7. You will still have many graphs, but it will be easier to find information. For example, you describe the MRR for class and property object assertions decreasing as diff types of noise are introduced. You describe the effect of logical noise. Then the reader can look at the Logical Noise - Owl2Vec and Logical Noise -- Box2El graphs and see clearly the effects the noise has for both class and property assertions by seeing these graphs side by side.
8. By reformatting the graphs to have the numerical values of the MRR displayed as well as collecting the results in a slightly different way, it makes it much easier for the reader to read the data and then read the paragraphs explaining the data. As it is now, it's hard to read the values discussed in the Results paragraph and then try and verify by looking at the graphs.
I would also like to note that I had issues with meson’s build process for openblas, I think, when trying to clone the repo to verify the results that the authors had found.

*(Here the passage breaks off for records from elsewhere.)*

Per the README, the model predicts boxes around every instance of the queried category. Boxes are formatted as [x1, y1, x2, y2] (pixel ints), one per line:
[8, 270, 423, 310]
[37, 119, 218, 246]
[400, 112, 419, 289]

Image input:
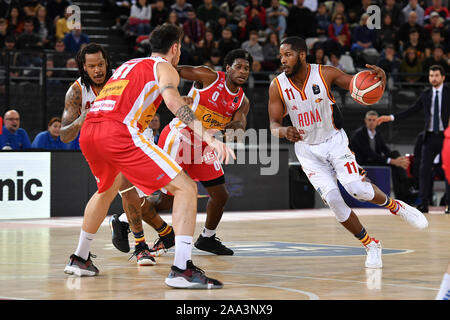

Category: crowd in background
[0, 0, 450, 150]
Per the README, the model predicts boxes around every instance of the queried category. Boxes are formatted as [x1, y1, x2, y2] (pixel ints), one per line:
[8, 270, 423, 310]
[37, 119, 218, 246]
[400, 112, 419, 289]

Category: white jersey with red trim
[75, 77, 97, 114]
[169, 71, 245, 130]
[275, 64, 338, 144]
[86, 56, 168, 133]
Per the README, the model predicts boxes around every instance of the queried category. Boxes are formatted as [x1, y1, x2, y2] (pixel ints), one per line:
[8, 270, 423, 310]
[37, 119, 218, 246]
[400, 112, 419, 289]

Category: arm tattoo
[159, 83, 176, 94]
[175, 104, 195, 124]
[61, 87, 85, 142]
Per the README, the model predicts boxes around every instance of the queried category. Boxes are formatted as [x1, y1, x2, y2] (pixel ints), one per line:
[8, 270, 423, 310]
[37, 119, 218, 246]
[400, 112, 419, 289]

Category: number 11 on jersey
[344, 162, 358, 174]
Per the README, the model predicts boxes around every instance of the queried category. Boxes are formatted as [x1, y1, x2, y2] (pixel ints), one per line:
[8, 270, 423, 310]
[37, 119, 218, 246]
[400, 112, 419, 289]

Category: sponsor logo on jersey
[298, 109, 322, 127]
[312, 84, 320, 94]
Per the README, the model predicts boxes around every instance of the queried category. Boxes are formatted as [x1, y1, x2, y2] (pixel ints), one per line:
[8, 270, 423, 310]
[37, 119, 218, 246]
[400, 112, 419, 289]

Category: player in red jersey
[64, 24, 234, 289]
[107, 49, 253, 256]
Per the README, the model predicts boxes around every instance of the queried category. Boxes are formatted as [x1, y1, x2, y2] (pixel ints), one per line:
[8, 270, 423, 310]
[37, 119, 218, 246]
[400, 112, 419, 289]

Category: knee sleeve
[344, 181, 375, 201]
[324, 189, 352, 222]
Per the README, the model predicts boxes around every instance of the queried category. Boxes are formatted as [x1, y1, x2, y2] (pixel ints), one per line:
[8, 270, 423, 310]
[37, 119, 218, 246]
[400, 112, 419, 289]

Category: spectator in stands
[423, 45, 450, 76]
[33, 4, 55, 49]
[0, 34, 19, 77]
[55, 7, 73, 39]
[0, 110, 31, 150]
[244, 0, 266, 31]
[127, 0, 152, 36]
[403, 29, 425, 61]
[350, 110, 414, 203]
[316, 3, 331, 37]
[397, 11, 425, 48]
[31, 117, 68, 150]
[46, 55, 61, 85]
[149, 113, 161, 144]
[197, 0, 221, 26]
[150, 0, 170, 28]
[266, 0, 289, 39]
[375, 13, 398, 52]
[16, 18, 42, 68]
[351, 13, 376, 52]
[381, 0, 404, 28]
[0, 18, 9, 49]
[328, 13, 351, 52]
[46, 0, 70, 25]
[104, 0, 131, 30]
[400, 47, 422, 83]
[236, 14, 250, 43]
[167, 11, 181, 27]
[377, 44, 400, 80]
[309, 45, 328, 65]
[217, 27, 241, 62]
[241, 30, 264, 70]
[198, 29, 217, 63]
[6, 7, 24, 36]
[286, 0, 317, 39]
[205, 49, 222, 71]
[179, 34, 200, 65]
[219, 0, 245, 24]
[183, 9, 206, 46]
[53, 39, 70, 68]
[425, 29, 450, 58]
[170, 0, 194, 24]
[402, 0, 425, 26]
[425, 0, 450, 21]
[424, 11, 445, 36]
[63, 25, 90, 54]
[23, 0, 42, 18]
[262, 32, 280, 71]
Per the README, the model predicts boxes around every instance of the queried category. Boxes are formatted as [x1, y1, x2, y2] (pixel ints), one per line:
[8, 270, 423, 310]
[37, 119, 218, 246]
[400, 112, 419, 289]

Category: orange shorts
[158, 125, 224, 182]
[80, 120, 182, 194]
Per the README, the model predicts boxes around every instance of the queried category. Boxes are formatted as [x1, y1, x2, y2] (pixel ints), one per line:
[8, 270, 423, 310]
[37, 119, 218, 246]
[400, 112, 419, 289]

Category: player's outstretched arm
[157, 63, 236, 163]
[322, 64, 386, 90]
[177, 66, 217, 88]
[225, 97, 250, 130]
[61, 84, 89, 143]
[268, 81, 302, 142]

The issue came about when running `pip install -r requirements.txt`. Therefore I could not replicate their results. If the authors can revise their codebase and retest it to make sure these results are easily generatable, that would go a long way towards replicability!
In general, I think the paper has promise, but the presentation and motivation of certain key points is lacking. Hopefully these points provide a basis for a good revision!
I also didn't take a deep look at the bibliography; I didn't see anything that was out of place, however.